A 14-year-old Toronto boy battling brain cancer got a special message of encouragement this week: just a casual video from one of his favourite musicians, Drake.
Temeka Ishmael, whose son Zelek Murray was diagnosed with a rare form of cancer called ependymoma at age 9, posted the video to her business’s Instagram account on Sunday.
“Mustafa let me know how you’re a fan of mine,” Drake said in the video, referring to Toronto writer, musician and filmmaker Mustafa the Poet. “Well, I’m a fan of you. I’m a fan of people with heart, and I can tell that you have a lot of heart. I just wanna tell you: Stay strong, I love you and I appreciate you.”
Ishmael also posted a video of Zelek watching the message for the first time. Just try not to tear up as he realizes what’s happening, looking away from the screen to stare at his mom in disbelief.
The video made a big impact on Zelek, according to Sandra Costain, a social worker who supports the family. (Ishmael was busy spending time with her son when contacted by HuffPost Canada, but she referred us to Costain to speak on the family’s behalf.)

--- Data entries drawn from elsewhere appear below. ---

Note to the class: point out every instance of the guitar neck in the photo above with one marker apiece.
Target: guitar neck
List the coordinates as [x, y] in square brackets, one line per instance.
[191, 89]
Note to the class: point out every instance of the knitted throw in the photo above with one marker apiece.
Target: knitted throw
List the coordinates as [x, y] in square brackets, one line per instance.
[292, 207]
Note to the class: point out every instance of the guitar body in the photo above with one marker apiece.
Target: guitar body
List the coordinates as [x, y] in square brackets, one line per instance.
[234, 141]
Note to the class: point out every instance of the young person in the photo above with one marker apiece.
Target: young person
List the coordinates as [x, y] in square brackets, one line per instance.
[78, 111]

Watching his reaction, “you feel the sadness, but you feel the hope too,” she said.
Zelek is at Sick Kids Hospital in Toronto right now battling an infection, and it can sometimes be hard for him to feel resilient, Costain said. He was part of a clinical trial, and some of the kids he met doing it have since died, she explained.
The pandemic has hit the teen’s family hard. Ishmael is a single mother to Zelek and his twin brothers. “It’s been really hard to be a single mom with three children, and one of them has all these needs,” Costain said. “Cancer gets in the way of everything, and it has to be the priority.”
Zelek’s mom works as a beauty technician, in an industry that took a massive hit at the beginning of the pandemic. But Costain said, despite the challenges she’s facing, “she’s done an incredible job of keeping Zelek’s spirits up, while still nurturing and raising twins.”
It’s a hard time, “especially for little Black boys, if we’re going to be real,” she said. “There’s COVID, people are losing their minds and suicide rates are up and, you know, we’ve got a monster running for president [in the U.S.] again.”
But getting a shoutout from Drake made a huge difference to Zelek’s mood and his condition, Costain said: “After watching that video, he stayed awake the whole next day.”
Costain is the one who organized the video. She works at Dixon Hall, an organization that supports Toronto’s high-priority Regent Park neighbourhood. Mustafa the Poet used to attend Dixon Hall’s summer camp, as did Ishmael. So, Costain got in touch with Mustafa.
“I just said, I need help, somebody in our village needs a message of hope,” she said. “Within two days, Drake sent that video.”
There’s one pretty significant thing Drake and Zelek disagree on, though: while Drake is a devoted fan of the Toronto Raptors, Zelek loves the Golden State Warriors. During last year’s championship play-offs, when the two teams faced off and all of Toronto and much of the rest of the country supported the Raptors, Zelek “didn’t waver at all,” Costain said. “Couldn’t move him a little — not even a little.”
A family friend has set up a GoFundMe campaign for the family. Costain’s next goal: getting Golden State point guard Steph Curry to send Zelek a message.
“If we could get a video every couple of days, you watch,” she said. “That kid’s gonna come out of the hospital.”